As rezas e a picanha turca
Neca esgravata a passagem pela Turquia. “Só tenho recordações fantásticas! Não estava habituado à cultura, ao que pensavam, pouco sabia também do futebol. Encontrei um treinador que retirou o melhor de mim, percebeu-me rapidamente e acabei ídolo no Konyaspor. Ainda recebo chamadas de dirigentes e adeptos. As minhas exibições aí levaram-me ao Ankaraspor. Também foram tempos muito bons, numa cidade já mais europeia. Mas, apesar de os turcos serem doidos em geral no apoio às equipas e aos jogadores, não senti tanto a febre de Konya em Ankara”, recorda Neca, rindo-se com o desafio de lembrar alguma experiência mais surreal. “No meu primeiro jogo na Turquia, na Taça, contra o Trabzonspor, fiquei com um turco no meu quarto. Fui descansar, o jogo era no dia a seguir, e durante a noite sinto muito barulho no quarto, fiquei apavorado; era ele, já com tapete estendido, a rezar no por do sol. Fui-me habituando a essa cultura religiosa, às rezas cinco vezes por dia. Os treinos tinham até horas estranhas por causa disso”, conta, puxando outra fita com o amigo Zé Gomes, antigo lateral do Rio Ave e Marítimo... “Tínhamos um complexo onde jantávamos cedo e, com esse hábito, era costume ter fome pelas 23 horas. Recordo-me que um dia, com ele, em que fomos atacar o frigorífico e encontrámos picanha, decidimos cortá-la e usar o grelhador elétrico. À meia-noite comíamos picanha com arroz e feijão. Sempre que estamos juntos rimo-nos muito dessas peripécias”.
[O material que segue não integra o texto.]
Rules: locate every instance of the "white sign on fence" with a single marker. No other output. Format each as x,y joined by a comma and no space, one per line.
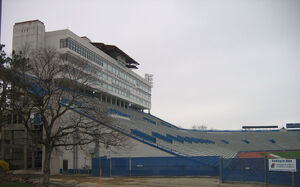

Seleção: dois jogos feitos em 2002
Neca foi internacional por Portugal no breve consulado de Agostinho Oliveira, aposta de transição no comando da Seleção das Quinas, entre António Oliveira e Scolari. Foi premiado pelo brilhantismo no Belenenses de Marinho Peres, decorria a época 2002/03. Atuou contra Escócia e Tunísia ao lado de Figo, Rui Costa, Sérgio Conceição ou Pauleta.